Trata-se de AÇÃO DE OBRIGAÇÃO DE FAZER RESSARCIMENTO C/C INDENIZAÇÃO POR DANOS MORAIS COM PEDIDO DE LIMINAR em que a autora alega que, ao analisar seus extratos constatou descontos indevidos, oriundos de empréstimo fraudulento, se dirigindo imediatamente ao banco requerido, solicitando o imediato cancelamento de tais empréstimos. Todavia, teve seu pleito improcedente pelo banco.
Primeiramente cumpre observar que é aplicável o Código de Defesa do Consumidor no presente caso, tendo em vista que tratar-se de relação de consumo. Contudo, não há que se falar em inversão do ônus da prova.
No caso em questão a autora fez comprovação da efetiva existência de fato constitutivo do seu direito, a teor do disposto no artigo 373, inciso I do Código de Processo Civil, ônus do qual se incumbiu no que se refere aos supostos saques e transferências realizados em sua conta, tendo em vista que juntou aos autos extratos bancários da data em que alega existirem os descontos.

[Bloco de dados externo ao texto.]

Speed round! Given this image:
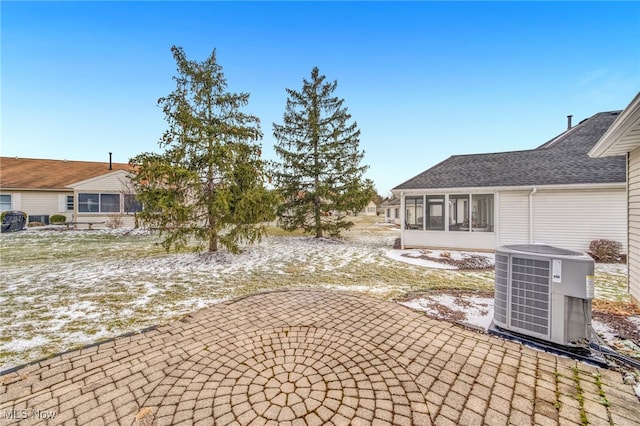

Dessa forma, embora aplicáveis as regras do Estatuto Consumerista, necessário a presença de verossimilhança das alegações, o que ocorre no caso dos autos.
Como também, comprovou os descontos referente ao empréstimo CDC realizado em sua conta, sem o seu consentimento, incumbindo ao recorrente comprovar fato desconstitutivo, extintivo ou modificativo do direito do autor, nos termos do art. 373, II, do CPC, o que não o fez. Assim, merece ser mantida a sentença.
Em relação ao dano moral, este é "in re ipsa", competindo à parte lesada apenas provar os fatos ensejadores da reparação pretendida, sendo desnecessária a prova da violação ao direito da personalidade. Ademais, não há como não se reconhecer a ofensa aos direitos da personalidade do recorrido, surpreendido com descontos indevidos em seu benefício, o que lhe causou toda série de angústias e aborrecimentos.
A indenização por danos morais deve atender aos objetivos de reprovação e desestímulo, bem como considerar a extensão do dano. Deste modo, entendo que o valor arbitrado pelo juízo a quo atende aos princípios da razoabilidade e proporcionalidade, devendo ser mantido.
Ante o exposto, conheço do recurso para negar-lhe provimento, mantendo a sentença pelos seus próprios termos.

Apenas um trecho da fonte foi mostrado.